The vision of a key part of Atlantic City’s future came into view bit by bit. Each piece made complete sense on its own, enough to wonder why it wasn’t done before. As they added up, one by one, the big picture of a lively, appealing northeast neighborhood became visible — an oceanfront cityscape so valuable and readily doable that surely the question is when, not if, it materializes.
The famous Boardwalk, better than ever instead of storm-smashed, continuing past TEN and running along the waters of Absecon Inlet toward Gardner’s Basin. A 6,000-square-foot Flagship Resort deck along those boards for relaxing with a panoramic ocean/inlet view.
Large properties ready for business, assembled by the CRDA or already in the hands of savvy redevelopers such as Bart Blatstein — including an ocean pier. His major acquisition, the former Showboat, already operational and ready to step up.

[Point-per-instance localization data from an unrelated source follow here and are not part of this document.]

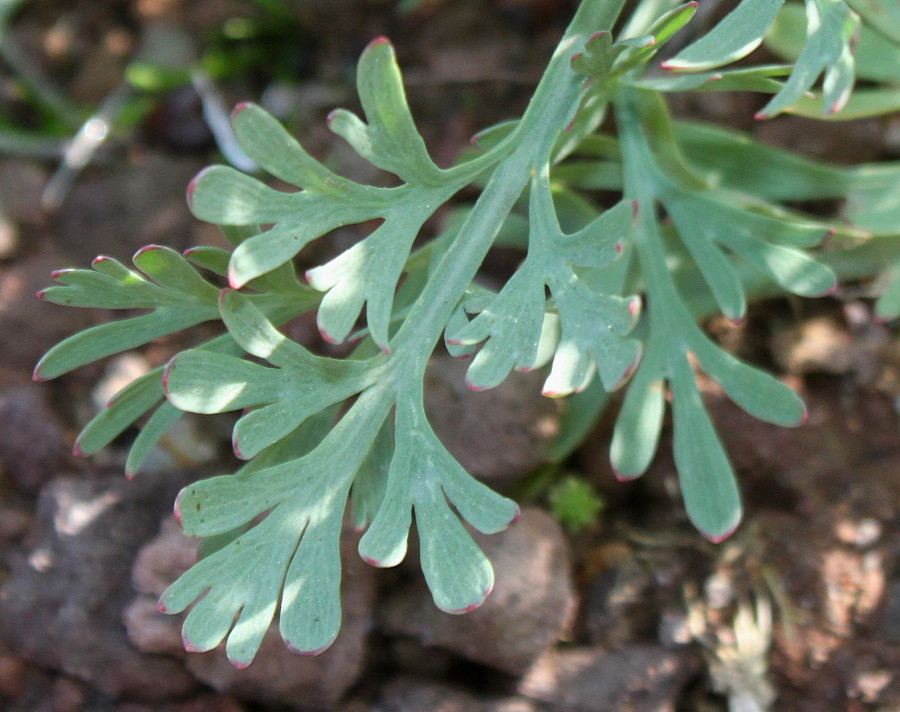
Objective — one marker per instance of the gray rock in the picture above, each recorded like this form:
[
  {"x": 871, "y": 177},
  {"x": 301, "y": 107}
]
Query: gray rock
[
  {"x": 61, "y": 607},
  {"x": 277, "y": 676},
  {"x": 412, "y": 695},
  {"x": 634, "y": 679},
  {"x": 530, "y": 608},
  {"x": 496, "y": 435}
]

Not far away, 250 market-rate apartments, suitable for millennials. Other developers restoring a city block. A multi-attraction family amusement center anchored by a 350-foot vertical roller coaster.
At the neighborhood’s southwest border, the year-round, climate-controlled observation wheel is rising from historic Steel Pier. And on the bridge over the Boardwalk between the pier and the soon-to-be Hard Rock casino hotel, an elevated 30,000-plus-square-foot space with window walls on the ocean, beach and boards has been waiting two decades for this time.
The Press Editorial Board asked for this tour of development sites. Reading about them and understanding the opportunities and challenges are good, but seeing them and their relationship to each other makes clearer how they will work together for the residents of and visitors to this future neighborhood. We found that convincing.
There are major challenges, of course. City Planning Director Elizabeth Terenik and Licensing and Inspections Director Dale Finch also showed us drug-infested blocks with abandoned houses, used needles littering porches and back yards.
Other projects address that piece of the reinvention puzzle. Some of the city’s 500 or so abandoned houses have been found unsafe and demolished. More await action.
Brown’s Park is being changed from a haven for drugs and crime into an inviting place with playground and amphitheater. City police are committed to provide the oversight needed so it serves the many families living nearby, Terenik said.
Just to get these and many other projects underway, she had to convince grant-making agencies this city administration was serious about getting things done. The agencies lost patience in prior years when grants they gave the city were not spent.
Now a challenge is Terenik herself, whose can-do, enthusiastic leadership on redevelopment made her one of the stars of Mayor Don Guardian’s administration. At the end of this month, she will become business administrator in her hometown of Middle Township.
Guardian and Terenik have gotten lots of important parts of Atlantic City’s transformation rolling. We hope he can find and appoint a director who will build on that momentum.